Analyze the time complexity of the following code snippet.

int linearProbingInsert(int hashTable[], int size, int key) {
    int index = key % size;
    int startIndex = index;
    while (hashTable[index] != -1) { // -1 means empty
        index = (index + 1) % size;
        if (index == startIndex) {
            return -1; // Table full
        }
    }
    hashTable[index] = key;
    return index;
}
    

This code tries to insert a key into a hash table using linear probing to handle collisions.

Identify the loops, recursion, array traversals that repeat.

• Primary operation: The while loop that checks each slot until an empty one is found.
• How many times: In the worst case, it can check every slot once if the table is almost full.

As the table fills, the number of checks grows because more slots are occupied.

Input Size (n)	Approx. Operations
10 (mostly empty)	1-2 checks
100 (half full)	5-10 checks
1000 (almost full)	up to 1000 checks

Pattern observation: The more full the table, the longer it takes to find an empty slot, growing roughly linearly with table size.

Time Complexity: O(n)

This means in the worst case, the time to insert grows directly with the number of slots in the table.

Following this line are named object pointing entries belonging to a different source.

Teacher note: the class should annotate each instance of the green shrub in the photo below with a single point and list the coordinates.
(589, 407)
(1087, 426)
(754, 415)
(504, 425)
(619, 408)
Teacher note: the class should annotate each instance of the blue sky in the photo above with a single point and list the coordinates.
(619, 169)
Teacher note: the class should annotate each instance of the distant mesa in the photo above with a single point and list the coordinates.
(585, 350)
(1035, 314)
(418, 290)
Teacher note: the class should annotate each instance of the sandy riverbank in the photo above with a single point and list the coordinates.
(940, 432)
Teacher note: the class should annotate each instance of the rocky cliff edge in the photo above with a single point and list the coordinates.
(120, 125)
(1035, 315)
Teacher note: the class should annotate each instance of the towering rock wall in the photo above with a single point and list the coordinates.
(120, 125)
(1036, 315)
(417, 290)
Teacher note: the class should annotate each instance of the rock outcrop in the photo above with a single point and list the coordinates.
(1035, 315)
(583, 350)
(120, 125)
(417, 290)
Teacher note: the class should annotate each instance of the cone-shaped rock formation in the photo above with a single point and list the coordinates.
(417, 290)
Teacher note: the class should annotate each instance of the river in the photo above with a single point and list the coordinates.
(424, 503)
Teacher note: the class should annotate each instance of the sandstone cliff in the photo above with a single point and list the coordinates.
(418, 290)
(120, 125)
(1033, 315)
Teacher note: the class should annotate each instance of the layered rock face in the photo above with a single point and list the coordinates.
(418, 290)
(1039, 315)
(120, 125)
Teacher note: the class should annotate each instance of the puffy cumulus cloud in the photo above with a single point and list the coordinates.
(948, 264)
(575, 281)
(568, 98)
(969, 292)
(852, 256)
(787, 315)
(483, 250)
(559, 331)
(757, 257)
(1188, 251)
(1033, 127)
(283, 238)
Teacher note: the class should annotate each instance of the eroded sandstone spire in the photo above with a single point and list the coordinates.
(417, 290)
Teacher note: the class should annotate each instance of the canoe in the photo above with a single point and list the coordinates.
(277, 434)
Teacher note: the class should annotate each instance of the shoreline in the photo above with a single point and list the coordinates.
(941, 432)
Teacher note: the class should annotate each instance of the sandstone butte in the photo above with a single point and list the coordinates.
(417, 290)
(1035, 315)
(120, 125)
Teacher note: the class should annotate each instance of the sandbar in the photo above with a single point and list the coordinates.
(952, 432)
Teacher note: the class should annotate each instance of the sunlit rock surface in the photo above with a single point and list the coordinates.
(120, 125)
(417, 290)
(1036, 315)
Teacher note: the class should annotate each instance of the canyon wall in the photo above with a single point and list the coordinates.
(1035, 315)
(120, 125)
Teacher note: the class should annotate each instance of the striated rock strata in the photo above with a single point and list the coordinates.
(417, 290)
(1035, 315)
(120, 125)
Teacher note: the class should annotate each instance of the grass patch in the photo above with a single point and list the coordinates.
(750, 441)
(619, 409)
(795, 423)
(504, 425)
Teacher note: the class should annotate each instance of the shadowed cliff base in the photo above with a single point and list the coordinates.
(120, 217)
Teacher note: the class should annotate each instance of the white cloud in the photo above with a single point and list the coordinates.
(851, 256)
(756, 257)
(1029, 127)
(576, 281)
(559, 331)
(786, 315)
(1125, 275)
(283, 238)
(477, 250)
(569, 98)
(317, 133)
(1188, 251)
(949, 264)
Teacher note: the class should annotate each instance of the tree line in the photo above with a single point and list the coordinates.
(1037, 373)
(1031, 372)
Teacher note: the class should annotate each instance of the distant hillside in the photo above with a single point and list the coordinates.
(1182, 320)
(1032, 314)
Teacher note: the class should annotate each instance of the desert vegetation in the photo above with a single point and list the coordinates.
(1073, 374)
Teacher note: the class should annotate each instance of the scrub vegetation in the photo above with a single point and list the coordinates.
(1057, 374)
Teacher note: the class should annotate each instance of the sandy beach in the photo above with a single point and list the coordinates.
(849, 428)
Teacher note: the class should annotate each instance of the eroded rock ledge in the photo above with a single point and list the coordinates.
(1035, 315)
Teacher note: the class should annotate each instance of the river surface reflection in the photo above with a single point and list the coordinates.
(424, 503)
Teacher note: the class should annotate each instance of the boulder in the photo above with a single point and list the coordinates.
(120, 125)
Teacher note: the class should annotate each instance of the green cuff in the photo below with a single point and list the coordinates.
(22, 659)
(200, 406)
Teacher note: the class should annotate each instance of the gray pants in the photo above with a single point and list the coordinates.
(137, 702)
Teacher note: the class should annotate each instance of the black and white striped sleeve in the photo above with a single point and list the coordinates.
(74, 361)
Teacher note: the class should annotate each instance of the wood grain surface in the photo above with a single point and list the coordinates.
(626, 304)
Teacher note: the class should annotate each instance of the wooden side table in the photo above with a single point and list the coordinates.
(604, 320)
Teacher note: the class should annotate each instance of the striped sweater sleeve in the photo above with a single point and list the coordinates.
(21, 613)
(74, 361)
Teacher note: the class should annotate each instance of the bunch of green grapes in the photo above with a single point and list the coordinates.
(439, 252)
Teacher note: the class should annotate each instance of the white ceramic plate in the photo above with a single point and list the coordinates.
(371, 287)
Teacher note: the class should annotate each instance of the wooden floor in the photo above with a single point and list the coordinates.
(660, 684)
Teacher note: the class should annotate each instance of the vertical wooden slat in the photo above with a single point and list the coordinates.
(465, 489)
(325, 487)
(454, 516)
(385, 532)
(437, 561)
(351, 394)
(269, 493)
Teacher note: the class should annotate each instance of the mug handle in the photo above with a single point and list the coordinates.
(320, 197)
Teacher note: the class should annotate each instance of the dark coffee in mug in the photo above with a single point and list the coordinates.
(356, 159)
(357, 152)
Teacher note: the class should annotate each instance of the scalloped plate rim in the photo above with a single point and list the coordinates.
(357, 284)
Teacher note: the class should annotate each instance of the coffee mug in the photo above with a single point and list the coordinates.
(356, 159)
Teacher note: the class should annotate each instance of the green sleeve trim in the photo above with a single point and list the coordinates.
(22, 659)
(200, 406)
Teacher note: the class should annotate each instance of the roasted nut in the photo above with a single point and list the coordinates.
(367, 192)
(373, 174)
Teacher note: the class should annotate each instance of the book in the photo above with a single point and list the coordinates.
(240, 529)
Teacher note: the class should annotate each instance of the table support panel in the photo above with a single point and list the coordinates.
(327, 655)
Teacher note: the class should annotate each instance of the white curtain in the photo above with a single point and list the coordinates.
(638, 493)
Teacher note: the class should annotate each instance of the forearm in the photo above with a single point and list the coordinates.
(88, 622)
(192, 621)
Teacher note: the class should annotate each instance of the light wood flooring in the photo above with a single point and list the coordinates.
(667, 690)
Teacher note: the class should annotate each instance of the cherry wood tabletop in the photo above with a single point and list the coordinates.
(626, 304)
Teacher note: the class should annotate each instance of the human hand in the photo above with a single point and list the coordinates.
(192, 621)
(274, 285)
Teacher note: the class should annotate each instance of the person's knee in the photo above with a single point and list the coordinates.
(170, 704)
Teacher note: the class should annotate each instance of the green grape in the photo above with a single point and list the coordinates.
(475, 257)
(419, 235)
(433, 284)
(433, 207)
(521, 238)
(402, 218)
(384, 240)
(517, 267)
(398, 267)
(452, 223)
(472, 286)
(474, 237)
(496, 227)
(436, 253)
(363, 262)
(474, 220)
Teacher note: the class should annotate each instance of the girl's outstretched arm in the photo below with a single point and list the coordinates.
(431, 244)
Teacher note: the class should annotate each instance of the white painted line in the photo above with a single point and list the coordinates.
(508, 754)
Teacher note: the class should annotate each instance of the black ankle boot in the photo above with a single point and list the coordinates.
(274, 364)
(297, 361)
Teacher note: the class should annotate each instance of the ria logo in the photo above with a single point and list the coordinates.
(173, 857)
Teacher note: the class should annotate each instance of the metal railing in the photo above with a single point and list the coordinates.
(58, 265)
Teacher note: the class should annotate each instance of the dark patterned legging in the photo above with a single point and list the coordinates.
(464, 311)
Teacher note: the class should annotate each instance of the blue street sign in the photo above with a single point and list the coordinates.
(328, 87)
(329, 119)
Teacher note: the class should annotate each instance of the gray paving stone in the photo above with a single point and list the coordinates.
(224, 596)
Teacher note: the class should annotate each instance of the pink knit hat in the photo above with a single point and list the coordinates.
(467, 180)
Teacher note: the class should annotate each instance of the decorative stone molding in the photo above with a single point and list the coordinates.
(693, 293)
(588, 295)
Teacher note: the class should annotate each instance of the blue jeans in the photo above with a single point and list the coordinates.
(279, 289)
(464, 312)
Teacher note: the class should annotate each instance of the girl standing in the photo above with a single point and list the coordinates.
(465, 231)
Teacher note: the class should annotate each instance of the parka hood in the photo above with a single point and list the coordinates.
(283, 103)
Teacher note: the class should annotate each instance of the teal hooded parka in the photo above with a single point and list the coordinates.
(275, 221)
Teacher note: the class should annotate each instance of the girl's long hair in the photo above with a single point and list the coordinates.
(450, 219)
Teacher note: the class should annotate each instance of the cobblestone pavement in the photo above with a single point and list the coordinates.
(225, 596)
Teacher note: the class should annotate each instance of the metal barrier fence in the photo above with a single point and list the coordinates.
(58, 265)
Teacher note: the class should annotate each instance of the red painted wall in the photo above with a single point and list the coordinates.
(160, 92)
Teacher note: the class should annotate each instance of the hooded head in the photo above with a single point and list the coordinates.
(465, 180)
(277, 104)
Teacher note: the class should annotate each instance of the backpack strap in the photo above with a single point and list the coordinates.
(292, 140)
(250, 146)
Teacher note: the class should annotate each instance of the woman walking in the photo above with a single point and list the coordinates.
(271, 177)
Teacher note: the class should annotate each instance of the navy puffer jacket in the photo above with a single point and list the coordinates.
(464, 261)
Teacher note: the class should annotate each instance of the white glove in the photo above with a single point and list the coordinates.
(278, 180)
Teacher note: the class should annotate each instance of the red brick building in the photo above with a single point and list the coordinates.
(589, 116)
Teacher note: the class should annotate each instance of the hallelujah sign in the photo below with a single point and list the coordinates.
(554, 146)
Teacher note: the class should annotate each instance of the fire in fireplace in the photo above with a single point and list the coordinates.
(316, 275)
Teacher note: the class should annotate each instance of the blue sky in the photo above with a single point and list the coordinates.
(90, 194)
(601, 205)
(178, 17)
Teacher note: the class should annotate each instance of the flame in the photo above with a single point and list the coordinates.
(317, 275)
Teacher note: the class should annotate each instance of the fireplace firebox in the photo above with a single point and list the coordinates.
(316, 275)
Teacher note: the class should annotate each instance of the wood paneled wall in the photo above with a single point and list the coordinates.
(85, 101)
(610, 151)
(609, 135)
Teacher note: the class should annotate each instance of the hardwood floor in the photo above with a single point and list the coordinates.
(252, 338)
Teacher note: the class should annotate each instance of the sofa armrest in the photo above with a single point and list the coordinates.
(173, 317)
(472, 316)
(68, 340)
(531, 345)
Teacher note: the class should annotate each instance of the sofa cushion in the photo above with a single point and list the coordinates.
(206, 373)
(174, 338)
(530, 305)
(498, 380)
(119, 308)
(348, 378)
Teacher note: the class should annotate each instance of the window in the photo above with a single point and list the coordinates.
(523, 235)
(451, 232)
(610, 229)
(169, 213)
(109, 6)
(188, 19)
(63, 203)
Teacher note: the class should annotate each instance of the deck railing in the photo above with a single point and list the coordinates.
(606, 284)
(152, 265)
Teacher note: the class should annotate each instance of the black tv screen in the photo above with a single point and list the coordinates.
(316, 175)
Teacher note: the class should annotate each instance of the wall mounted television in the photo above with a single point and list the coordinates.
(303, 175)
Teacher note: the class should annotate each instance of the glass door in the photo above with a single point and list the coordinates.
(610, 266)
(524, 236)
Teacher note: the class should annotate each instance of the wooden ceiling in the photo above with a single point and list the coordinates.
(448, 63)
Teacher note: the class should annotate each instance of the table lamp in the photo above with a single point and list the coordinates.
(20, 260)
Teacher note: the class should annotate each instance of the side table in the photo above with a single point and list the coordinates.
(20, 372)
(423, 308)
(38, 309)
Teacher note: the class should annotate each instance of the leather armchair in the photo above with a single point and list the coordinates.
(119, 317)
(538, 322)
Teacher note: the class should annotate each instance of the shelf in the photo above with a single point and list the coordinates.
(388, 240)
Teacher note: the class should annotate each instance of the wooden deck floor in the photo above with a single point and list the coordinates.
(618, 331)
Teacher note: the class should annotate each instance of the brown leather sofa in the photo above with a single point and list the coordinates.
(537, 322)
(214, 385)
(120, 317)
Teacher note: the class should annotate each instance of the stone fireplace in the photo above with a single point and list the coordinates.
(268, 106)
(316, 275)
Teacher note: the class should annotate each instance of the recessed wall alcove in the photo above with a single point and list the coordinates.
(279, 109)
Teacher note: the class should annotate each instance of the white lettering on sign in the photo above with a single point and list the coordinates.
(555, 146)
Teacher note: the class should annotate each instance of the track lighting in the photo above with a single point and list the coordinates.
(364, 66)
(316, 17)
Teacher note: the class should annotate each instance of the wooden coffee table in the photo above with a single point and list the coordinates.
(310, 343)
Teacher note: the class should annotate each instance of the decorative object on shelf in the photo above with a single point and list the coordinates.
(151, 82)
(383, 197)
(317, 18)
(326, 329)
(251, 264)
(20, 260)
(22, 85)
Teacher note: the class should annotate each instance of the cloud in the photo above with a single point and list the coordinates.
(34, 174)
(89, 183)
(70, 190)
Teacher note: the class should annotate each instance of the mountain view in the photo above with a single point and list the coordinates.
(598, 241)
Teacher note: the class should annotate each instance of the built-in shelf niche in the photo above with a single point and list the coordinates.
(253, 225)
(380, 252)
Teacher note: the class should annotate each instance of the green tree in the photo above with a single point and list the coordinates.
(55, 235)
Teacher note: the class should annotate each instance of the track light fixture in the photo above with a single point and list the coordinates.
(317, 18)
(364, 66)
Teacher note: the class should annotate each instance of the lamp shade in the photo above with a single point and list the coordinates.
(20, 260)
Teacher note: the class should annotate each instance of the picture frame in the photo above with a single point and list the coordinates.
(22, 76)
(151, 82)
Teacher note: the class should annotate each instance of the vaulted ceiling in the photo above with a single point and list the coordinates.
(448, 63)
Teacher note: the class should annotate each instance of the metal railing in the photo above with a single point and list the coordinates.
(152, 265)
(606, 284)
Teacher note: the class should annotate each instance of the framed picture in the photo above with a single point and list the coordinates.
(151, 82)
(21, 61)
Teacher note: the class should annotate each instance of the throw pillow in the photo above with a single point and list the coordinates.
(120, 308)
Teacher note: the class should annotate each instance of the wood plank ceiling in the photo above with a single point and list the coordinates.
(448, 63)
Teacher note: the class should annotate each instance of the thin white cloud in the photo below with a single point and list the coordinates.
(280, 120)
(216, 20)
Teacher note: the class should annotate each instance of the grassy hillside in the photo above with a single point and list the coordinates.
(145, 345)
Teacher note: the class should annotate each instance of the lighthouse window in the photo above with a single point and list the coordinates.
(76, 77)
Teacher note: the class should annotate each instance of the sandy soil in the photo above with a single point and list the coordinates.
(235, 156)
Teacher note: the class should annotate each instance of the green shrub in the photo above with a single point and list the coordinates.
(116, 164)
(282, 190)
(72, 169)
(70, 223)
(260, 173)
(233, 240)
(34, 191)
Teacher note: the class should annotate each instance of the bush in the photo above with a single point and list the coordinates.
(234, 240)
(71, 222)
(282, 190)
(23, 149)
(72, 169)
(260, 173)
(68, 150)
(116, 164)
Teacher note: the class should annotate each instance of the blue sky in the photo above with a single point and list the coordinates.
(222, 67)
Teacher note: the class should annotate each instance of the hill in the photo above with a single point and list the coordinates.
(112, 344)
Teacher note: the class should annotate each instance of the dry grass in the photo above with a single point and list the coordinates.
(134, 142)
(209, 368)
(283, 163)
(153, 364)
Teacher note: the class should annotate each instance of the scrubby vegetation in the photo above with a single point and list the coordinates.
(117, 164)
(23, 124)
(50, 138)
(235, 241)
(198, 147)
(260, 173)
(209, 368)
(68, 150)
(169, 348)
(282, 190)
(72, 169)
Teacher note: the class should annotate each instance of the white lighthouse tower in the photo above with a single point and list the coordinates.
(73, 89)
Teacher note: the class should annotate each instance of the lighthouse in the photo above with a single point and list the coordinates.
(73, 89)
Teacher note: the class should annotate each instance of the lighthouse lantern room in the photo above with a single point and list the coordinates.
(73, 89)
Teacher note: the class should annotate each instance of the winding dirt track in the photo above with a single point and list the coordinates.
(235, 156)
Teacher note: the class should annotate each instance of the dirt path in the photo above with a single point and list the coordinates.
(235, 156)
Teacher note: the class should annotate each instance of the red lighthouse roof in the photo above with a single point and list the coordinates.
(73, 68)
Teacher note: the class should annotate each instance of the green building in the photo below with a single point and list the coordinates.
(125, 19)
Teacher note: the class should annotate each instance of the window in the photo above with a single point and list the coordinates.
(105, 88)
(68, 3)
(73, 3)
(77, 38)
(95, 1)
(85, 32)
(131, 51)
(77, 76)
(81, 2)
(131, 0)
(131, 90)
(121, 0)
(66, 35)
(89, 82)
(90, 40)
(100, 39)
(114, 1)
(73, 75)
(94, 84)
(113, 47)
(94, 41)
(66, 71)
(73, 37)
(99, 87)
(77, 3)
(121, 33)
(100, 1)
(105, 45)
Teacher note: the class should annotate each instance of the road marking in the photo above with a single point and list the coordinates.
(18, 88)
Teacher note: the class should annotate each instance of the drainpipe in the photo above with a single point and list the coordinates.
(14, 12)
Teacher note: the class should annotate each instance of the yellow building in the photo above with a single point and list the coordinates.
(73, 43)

[X] Wrong: "Insertion always takes constant time because we just compute the hash once."

[OK] Correct: When collisions happen, we may need to check many slots, so insertion time can grow with table fullness.

Understanding how collision handling affects insertion time helps you explain trade-offs in hash table design clearly and confidently.

"What if we changed linear probing to quadratic probing? How would the time complexity change?"